Noventa macacos foram assassinados este ano no estado do Rio

Daniele Bragança
quinta-feira, 25 janeiro 2018 22:29
Micos-leões-dourados. Foto: Andréia Martins/Associação Mico Leão Dourado.

Por mais que as autoridades expliquem que a febre amarela é transmitida por um mosquito, e não pelo macaco, a matança contra os primatas se intensificou com o avanço da epidemia. Só este ano, 131 macacos morrem no estado do Rio de Janeiro, segundo o último dado divulgado nesta quinta-feira (25), sendo que 32 ocorreram na capital do estado. Mais da metade deles (69%) foram envenenados ou mortos a pauladas.

Todos os macacos mortos no estado estão sendo levados para necropsia no Instituto Jorge Vaitsman, órgão do município do Rio de Janeiro. Do grupo que chegou desde que o ano começou, 41% foi morto por contrair febre amarela, a outra parte foi assassinada por humanos quem acham que macacos causam a doença.
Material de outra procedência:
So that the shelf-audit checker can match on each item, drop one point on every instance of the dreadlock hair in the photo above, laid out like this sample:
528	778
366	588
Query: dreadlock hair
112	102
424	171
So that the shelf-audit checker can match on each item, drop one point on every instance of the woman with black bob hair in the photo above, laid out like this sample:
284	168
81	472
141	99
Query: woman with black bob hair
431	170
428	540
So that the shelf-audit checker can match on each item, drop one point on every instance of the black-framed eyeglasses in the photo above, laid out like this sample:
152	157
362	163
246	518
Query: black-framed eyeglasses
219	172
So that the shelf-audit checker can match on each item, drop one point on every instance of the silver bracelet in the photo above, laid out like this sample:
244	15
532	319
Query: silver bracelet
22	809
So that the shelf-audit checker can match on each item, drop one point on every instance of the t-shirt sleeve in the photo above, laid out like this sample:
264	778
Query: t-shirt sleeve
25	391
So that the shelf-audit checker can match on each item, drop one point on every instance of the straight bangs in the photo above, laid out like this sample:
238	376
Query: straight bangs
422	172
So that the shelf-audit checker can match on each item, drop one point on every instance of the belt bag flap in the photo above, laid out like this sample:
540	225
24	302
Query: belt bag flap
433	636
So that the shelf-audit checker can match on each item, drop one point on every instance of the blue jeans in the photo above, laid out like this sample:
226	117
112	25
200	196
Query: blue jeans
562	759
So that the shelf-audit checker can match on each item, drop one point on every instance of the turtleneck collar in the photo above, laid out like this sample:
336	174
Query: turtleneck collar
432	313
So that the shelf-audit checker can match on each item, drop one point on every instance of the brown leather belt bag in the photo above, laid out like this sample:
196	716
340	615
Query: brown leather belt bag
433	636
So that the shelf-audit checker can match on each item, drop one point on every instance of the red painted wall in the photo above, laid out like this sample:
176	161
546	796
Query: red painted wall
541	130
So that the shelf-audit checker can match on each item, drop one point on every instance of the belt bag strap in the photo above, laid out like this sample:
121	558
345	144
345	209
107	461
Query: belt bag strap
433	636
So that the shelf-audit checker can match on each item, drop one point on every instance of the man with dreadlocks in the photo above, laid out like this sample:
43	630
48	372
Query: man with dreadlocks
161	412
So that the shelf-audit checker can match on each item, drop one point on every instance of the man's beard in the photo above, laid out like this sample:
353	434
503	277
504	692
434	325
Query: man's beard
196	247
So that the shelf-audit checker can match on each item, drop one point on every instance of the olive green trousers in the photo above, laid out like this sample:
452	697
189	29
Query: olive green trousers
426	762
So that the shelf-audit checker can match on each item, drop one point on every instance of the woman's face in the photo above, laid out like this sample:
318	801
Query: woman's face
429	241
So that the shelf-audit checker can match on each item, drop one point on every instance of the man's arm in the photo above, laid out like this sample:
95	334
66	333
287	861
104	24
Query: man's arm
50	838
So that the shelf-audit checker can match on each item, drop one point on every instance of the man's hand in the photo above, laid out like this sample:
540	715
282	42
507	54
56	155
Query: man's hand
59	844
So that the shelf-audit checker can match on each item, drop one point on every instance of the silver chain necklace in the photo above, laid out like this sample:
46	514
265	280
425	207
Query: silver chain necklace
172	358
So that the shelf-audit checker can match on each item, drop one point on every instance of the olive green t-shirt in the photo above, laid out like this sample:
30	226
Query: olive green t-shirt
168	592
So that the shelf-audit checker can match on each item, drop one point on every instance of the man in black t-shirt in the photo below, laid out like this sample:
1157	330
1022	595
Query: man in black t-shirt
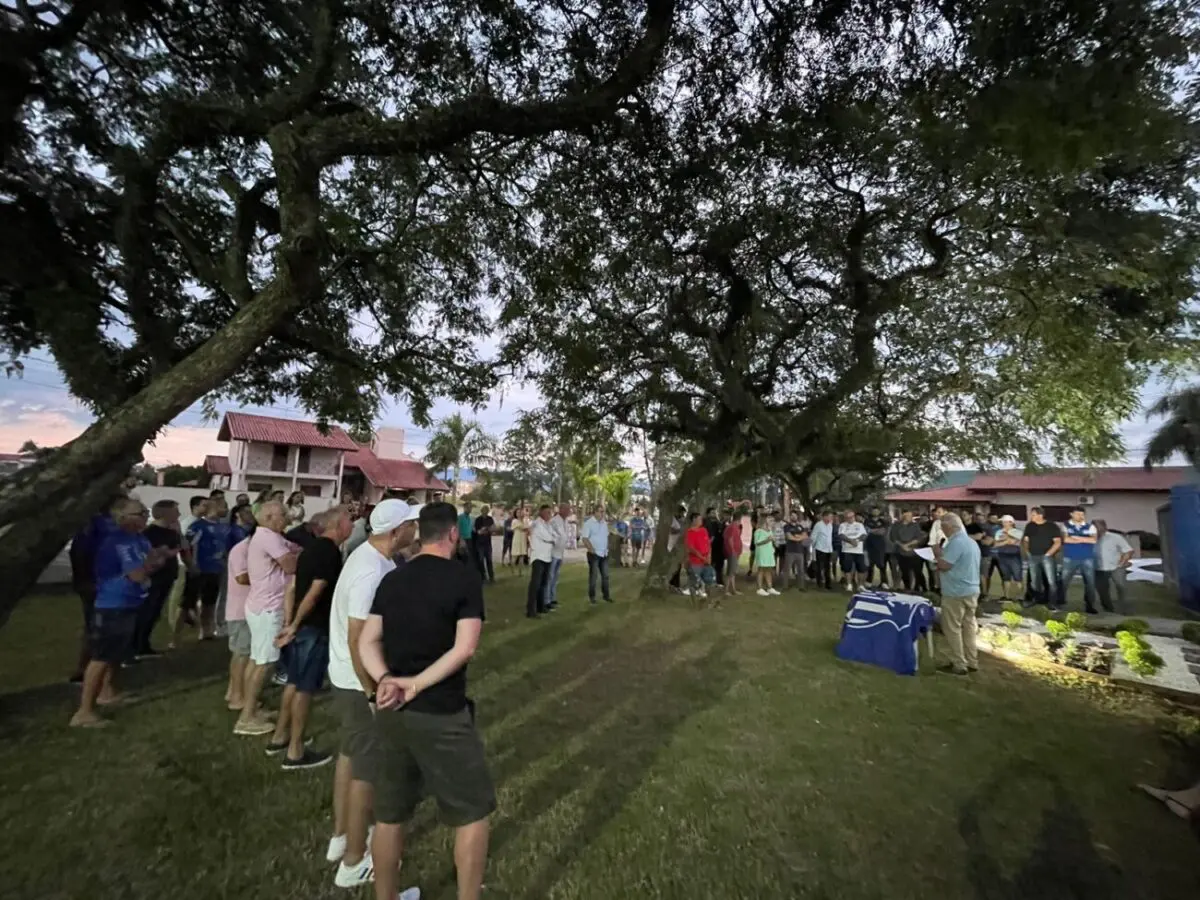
305	636
1042	544
162	532
876	546
484	527
423	630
O animal é vítima duplamente.

A maior parte das agressões sofridas pelos macacos são de espancamento e envenenamento. Dentre as espécies assassinadas, há 3 micos-leões-dourados (Leontopithecus chrysomelas), espécie em perigo de extinção. Bugios e saguis são as maiores vítimas.

Matar animais silvestres é crime ambiental, com pena de até um ano de prisão e multa, de acordo com a lei de crimes ambientais. A matança desenfreada, além de atentar contra a conservação de espécies que já sofrem pressão por perda de habitat, atrasa a confirmação de febre amarela, importantíssima para que as autoridades consigam localizar onde há a presença do mosquito com vírus. Além de ser um crime ambiental, o assassinato de macacos é um crime contra a saúde pública.